すぐに忘れてしまうことを、書き残しておきます。

「コミュニケーションとしきり」(国語教材シリーズ)2

2016-04-22 12:52:21 | 国語
 前回疑問に感じたということを書いておわりました。何に疑問を感じたのか。論理的に無理があるのです。

 もう一度確認しましょう。この文章の根拠は
「ルソーが子供のころ牧師ランベルシエのもとに預けられる。ランベルシエ嬢はルソーに優しくしてくれ、ルソーにとって母親のような存在になった。そんなある日、ランベルシエ嬢の櫛が壊されてたという事件があった。しかもその櫛があった場所がルソー以外の人が出入りしていない部屋の中であった。みんながルソーを疑った。母親のような存在であったランベルシエ嬢もルソーを疑った。しかしルソーは無罪であると主張する。」
です。

 そして意見(結論)は
「なんらかの言葉によるコミュニケーションが必要であるのは、『わたし』と『他者』との間にしきり(障害)があるからだ。では、言葉はそのしきりを取り払うことができるのだろうか。言葉の存在そのものがどこまでもしきりの存在を前提にしている。とすれば、わたしたちは、お互いにしきりを越えてわかり合える状態、しきりを「透明」なものにすることは不可能なのである。わたしたちは、どこまでもコミュニケーション不能の部分(障害)を抱えているからこそ、コミュニケーションし続けるのである。」
です。

 この間にどのような「論拠」を見出せばいいのでしょうか。不可能なのです。

 ルソーの例は、言葉によってのコミュニケーションが不能であったという事実です。ここでルソーは言葉のコミュニケーションの必要性に気付いたわけではありません。

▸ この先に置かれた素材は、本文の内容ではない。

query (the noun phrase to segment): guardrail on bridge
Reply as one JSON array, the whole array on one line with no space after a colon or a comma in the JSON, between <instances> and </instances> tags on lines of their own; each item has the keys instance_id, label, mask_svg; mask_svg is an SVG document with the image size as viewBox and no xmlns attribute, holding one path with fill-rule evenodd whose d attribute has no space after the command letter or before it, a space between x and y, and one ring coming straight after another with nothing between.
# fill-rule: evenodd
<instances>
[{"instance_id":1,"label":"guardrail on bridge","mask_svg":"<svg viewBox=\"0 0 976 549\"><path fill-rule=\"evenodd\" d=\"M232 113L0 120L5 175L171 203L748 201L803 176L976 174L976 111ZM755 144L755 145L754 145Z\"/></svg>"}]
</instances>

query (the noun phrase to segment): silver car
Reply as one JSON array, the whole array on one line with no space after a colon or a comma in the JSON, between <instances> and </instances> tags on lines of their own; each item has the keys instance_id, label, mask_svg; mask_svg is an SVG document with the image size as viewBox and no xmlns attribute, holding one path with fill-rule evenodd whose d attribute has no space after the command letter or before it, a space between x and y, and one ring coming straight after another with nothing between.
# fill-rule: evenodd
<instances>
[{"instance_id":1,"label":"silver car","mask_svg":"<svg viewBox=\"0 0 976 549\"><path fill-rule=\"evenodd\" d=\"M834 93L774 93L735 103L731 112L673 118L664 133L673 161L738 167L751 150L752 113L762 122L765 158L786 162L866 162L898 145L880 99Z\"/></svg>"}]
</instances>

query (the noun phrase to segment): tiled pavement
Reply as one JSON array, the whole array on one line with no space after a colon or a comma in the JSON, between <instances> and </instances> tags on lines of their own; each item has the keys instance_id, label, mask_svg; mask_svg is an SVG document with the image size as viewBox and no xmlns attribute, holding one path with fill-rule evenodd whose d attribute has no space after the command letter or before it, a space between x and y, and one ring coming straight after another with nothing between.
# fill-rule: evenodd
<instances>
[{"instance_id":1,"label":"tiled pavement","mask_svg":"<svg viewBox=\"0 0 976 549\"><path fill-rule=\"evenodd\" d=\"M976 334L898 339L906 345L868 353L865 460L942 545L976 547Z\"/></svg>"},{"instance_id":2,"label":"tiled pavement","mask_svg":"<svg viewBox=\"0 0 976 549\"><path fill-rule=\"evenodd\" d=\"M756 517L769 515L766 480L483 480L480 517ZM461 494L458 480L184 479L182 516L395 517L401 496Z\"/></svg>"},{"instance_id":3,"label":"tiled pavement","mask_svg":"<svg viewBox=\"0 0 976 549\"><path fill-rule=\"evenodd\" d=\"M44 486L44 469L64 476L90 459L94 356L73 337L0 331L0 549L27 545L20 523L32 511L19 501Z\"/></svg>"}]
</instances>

逆に言葉によるコミュニケーションが成立しない場面があることを学んだのです。言葉の無力さを学んだのです。筆者の意見は美しい意見ではありますが、ルソーの例はそのための根拠とはなりえません。ここに論理の欠陥があると思われます。教科書に載せるべき文章ではありません。

 もちろん筆者の主張自体を批判するつもりはありません。筆者の論拠となる部分もよく理解できます。しかしルソーの例は根拠としても具体例としても適当ではありません。だから論理を学ぶという意味において、教材としてはふさわしくないのです。道徳教材ではないのですから。